Since she always needs it. She needs to listen to his gentle lullabies --his own off-key tunes --every night before she falls alseep. She needs his tender words to ring around her old ears in time, when her a series of diseases caused by years start to make her suffer again. She needs his gentle smiling eyes, when she accidentally breaks a vase she just bought this month again. Gentle. Yes. He was such a gentle guy. He was so gentle to her.
But. how could he? She just can't figure it out, he is the typical man with high self-esteem. While she treated him badly. She threw snowballs with stones in at him just for fun. She would call his embarrassing nickname loudly in the crowd. She has forgotten numbers of appointments with him, leaving him to have waited for a whole hot summer day one after another... Oh dear, what have I done, she thinks. She regrets. She cries like a little baby for hours. She calms down finally, in his comforting embrace from her memory.
The day he left it was drizzling.
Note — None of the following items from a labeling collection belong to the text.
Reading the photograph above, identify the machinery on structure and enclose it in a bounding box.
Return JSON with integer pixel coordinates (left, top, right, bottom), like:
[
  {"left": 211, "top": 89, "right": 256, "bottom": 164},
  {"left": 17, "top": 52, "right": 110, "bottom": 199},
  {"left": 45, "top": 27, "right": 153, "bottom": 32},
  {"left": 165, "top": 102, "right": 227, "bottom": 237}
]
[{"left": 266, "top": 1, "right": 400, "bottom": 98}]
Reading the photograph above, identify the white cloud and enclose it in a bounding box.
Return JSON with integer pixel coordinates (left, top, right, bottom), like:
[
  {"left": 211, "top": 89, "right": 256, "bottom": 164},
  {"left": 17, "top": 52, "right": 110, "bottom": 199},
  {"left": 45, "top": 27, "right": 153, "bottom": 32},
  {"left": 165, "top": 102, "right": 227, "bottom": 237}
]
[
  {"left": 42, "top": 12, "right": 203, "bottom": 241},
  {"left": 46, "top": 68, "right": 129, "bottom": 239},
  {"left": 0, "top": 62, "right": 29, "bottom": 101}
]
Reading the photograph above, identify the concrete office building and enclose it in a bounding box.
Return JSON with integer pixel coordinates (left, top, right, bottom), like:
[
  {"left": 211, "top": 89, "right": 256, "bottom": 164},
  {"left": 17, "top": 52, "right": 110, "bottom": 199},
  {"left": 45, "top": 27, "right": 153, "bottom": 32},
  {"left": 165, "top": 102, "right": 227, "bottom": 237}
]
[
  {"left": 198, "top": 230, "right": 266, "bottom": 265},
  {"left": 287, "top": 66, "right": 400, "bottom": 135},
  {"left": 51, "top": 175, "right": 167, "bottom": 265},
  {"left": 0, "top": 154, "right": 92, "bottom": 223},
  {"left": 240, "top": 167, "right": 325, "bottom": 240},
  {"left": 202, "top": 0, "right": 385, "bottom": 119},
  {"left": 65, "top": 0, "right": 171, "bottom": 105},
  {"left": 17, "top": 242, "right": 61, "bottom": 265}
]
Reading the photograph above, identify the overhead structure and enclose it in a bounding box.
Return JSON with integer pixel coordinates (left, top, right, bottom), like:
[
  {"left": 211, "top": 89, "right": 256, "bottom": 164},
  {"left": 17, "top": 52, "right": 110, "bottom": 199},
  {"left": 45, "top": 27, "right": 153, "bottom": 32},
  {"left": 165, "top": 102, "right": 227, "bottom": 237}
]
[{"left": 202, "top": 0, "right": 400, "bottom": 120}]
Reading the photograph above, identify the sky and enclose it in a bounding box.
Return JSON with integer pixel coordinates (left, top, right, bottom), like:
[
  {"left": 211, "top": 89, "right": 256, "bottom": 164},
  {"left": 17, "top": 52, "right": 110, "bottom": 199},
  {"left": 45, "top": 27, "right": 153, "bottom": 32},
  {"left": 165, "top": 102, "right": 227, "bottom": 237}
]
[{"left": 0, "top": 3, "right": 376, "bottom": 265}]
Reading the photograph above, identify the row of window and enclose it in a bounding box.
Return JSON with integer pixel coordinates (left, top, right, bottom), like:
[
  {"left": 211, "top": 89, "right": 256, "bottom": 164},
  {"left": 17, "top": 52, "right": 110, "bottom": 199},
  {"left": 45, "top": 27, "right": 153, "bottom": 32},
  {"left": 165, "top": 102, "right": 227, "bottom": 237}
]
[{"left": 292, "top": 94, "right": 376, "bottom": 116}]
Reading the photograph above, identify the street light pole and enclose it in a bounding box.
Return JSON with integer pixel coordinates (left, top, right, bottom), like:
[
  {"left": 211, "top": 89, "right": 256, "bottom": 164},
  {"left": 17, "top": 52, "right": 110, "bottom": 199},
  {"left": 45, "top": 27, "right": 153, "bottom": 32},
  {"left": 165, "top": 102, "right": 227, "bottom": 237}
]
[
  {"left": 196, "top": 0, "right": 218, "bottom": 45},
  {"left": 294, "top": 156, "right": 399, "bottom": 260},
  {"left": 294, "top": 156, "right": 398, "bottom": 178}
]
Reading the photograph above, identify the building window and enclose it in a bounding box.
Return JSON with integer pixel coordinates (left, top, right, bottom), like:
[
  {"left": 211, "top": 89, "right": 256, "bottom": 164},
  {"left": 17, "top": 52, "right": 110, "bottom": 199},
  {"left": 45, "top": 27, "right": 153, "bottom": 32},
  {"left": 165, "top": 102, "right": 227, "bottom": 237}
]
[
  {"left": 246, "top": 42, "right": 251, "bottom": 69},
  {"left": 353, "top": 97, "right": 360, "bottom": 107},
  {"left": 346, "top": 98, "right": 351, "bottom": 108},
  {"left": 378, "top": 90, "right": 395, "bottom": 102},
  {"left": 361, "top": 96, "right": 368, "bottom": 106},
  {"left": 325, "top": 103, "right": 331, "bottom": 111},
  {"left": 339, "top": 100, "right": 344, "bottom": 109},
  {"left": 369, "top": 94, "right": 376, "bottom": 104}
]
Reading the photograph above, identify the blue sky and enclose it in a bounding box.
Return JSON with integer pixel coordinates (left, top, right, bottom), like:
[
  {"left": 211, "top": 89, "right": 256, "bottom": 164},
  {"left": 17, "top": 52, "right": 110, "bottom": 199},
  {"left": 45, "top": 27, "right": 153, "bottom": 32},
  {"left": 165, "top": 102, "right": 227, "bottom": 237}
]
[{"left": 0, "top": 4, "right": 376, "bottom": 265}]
He leant on a muddy trunk to support his trembling body, refused her hug so not to let the blood all over him soil her favolite white dress. But she finally made it into his arms, since he was so weak anyway. She wailed and shouted, yelled, just like the day he appeared in her life for the first time, at the gate of her house. Actually somewhat more wildly. Her tears, again, drenched his collar.
I love you. He said. She was just shocked. She was still a teenager then, too young to understand the true meaning of this sentence. But a part of her understood it just in time, no, maybe long before he spoke it out, maybe as soon as his gentle eyes met hers for the first time.
I love you. She repeats, just in the same tune as his, as the sunshine from the warm afternoon streaches through the window into her room. How lucky I am, she thinks, with a happy, gentle smile on her face, the same as his.